Zu Beginn eine Warnung: wer auch nur im Entferntesten etwas mit Radsport oder Radfahren im Allgemeinen anfangen kann, sollte hier nicht weiterlesen ;).
Fernsehen kann eine nette Sache sein. Die Fussball-WM war nett, die ein oder andere Krimiserie ist nett. Wenn man ganz viel
Glück hat, findet man außerhalb der auf Schutzgeldern basierenden Medien Nachts um 3 sogar einen netten Film. Doch eben diese sind es, die uns dieser Tage wie jedes Jahr, mit einer kurzen Ausnahme, mit der Farce beglücken, die sich wie eine endlos lange Raupe quer durch Frankreich frisst.
Deshalb, aus eigenem Interesse, hier meine persönliche Top 5, weshalb mein Fernseher zu zittern anfängt, sobald ich unbeabsichtigt in diese Veranstaltung hineinzappe.
5. Lance Armstrong
Hat er, oder hat er nicht? Nein, natürlich hat er nicht. Die meisten Menschen, die an Hodenkrebs erkranken, starten nach Überwindung desselben mit einem Siegeszug durch einen Profisport ihrer Wahl.
Ernsthaft, wer glaubt, Armstrong hätte ungedopt über Jahre hinweg die Tour völlig nach belieben gewonnen wie es ihm gefiel, der glaubt auch das die FDP eine logische Funktion hat.
4. Die 100 Klone des Lance Armstrong
Die Frage lautet nicht, wieviele Kollegen von Armstrong ebenfals gedopt sind: sie lautet, wieviele es nicht sind.
Die Frage nach Sinn und Unsinn, Fairness und Unfairness des Dopings wird Ethikexperten noch Jahrzehnte beschäftigen. Während sie debattieren, werden ungezählte Ärzte und Chemiker auf der Welt neue Mittelchen erfinden und mixen, die sich jene Helden der Bergauffahrt verabreichen. Das, was von diesen Sportlern bei dieser Veranstaltung erwartet wird ist unmenschlich und ohne Hilfsmittel kaum schaffbar, zumindest nicht unter der Prämisse von Leistungsdruck, Sponsoring und Karriereambitionen.
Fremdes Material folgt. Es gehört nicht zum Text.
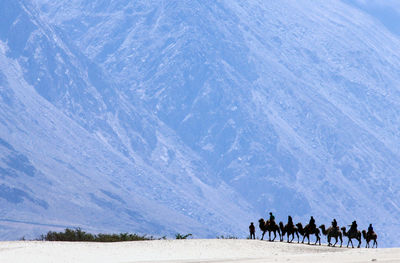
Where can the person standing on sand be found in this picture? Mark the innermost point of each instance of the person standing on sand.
(312, 223)
(252, 231)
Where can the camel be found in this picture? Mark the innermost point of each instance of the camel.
(307, 231)
(352, 234)
(267, 226)
(289, 230)
(282, 228)
(370, 236)
(332, 232)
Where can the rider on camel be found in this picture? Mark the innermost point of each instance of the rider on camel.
(334, 224)
(312, 223)
(271, 218)
(290, 221)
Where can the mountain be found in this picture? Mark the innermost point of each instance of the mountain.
(215, 112)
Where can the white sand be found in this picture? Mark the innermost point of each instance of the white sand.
(196, 250)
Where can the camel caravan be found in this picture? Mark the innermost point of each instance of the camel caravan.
(332, 232)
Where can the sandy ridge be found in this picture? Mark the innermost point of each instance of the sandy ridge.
(195, 250)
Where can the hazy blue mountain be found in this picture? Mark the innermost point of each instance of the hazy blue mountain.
(208, 109)
(75, 152)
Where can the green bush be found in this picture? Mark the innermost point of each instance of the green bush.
(79, 235)
(179, 236)
(226, 237)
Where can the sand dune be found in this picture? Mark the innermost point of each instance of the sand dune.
(196, 250)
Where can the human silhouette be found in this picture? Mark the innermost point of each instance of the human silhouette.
(271, 218)
(252, 230)
(312, 223)
(370, 229)
(353, 227)
(334, 223)
(290, 221)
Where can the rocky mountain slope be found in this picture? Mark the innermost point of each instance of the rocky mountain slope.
(216, 111)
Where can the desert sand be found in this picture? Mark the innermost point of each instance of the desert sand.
(194, 250)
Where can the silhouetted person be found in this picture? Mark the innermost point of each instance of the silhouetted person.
(290, 221)
(312, 223)
(353, 227)
(252, 230)
(334, 223)
(370, 229)
(271, 218)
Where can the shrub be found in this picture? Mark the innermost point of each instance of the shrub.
(179, 236)
(79, 235)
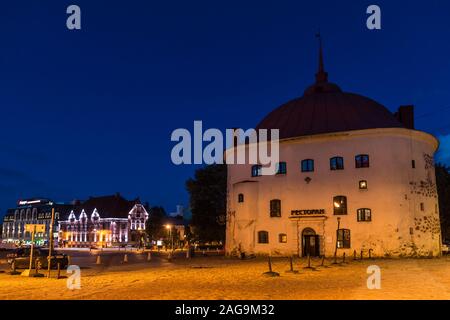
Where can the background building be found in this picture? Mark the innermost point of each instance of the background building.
(351, 176)
(104, 221)
(32, 211)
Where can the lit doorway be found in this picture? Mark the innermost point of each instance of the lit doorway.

So, wie auch weiterhin bei Sommerspielen Jamaikaner auftauchen werden, dass nächste mal in London, die nicht einmal wissen wie eine Dopingprobe durchgeführt wird, um anschließend der gesamten Weltkonkurrenz davonzulaufen, so werden auch die Sprinter und Bergsteier weiterhin gedopt sein. Alle.
3. Ganz ganz miese Optik
Selbst Menschen, die bekennende Anti-Fussballfans sind, erleiden den "offener-Mund-Effekt" wenn sie einen Messi in Höchstform sehen. Ein Ovechkin kann mit einem Puck und einem Schläger Dinge vollbringen, die an Magie grenzen, ein Nowitzki wirft locker 10 3er in einem Spiel.
Radsportler können...treten.
2. Ich wünscht es wärt Nacht oder der Winter käme
Denn im Winter sind sie viel, viel weniger, die Heuschrecken des urbanen Lebensraums, die moderne biblische Plage: die Radfahrer.
Sie pfeifen auf Rote Ampeln, sie fahren wahllos in Fußgänger wenn diese ihnen nicht ausweichen, Vorfahrtsregelungen kennen sie nicht. Mit freiem Oberkörper, klapprigem Skelett das stark an Hungerstreik erinnert und einem Rad, dessen Ketten seit Jahren kein Öl mehr gesehen hat randalieren diese notorischen Gutmenschen auf unseren Strassen und fürchten dabei weder Tod noch Verfall, vor allem nicht ihren eigenen. Was interessiert mich eine Querschnittslähmung, die anderen haben auf mich zu achten!
Bei dieser Gelegenheit sei für alle Berliner Autofahrer, die es immernoch nicht kapiert haben noch einmal der Funtkionszweck des Fahrradweges genannt: diese Wege zeigen an, wo sich Radfahrer generell nicht aufhalten können bzw. sollen. Merken sie sich das endlich!
1. Laaaaaaaaaaaangweilig
Selbst wenn man alle zuvor genannten Gründe ignoriert, an diesem einen kommt man nicht vorbei. Wer Angela Merkels Bundestagsreden für "mitreißende Rhetorik" hält oder glaubt, italienische Hochzeitsessen seien eine kurzweilige Angelegenheit, der mag die Tour schauen.
Für alle anderen ist sie im günstigten Falle ein probates Mittel gegen chronische Schlafprobleme.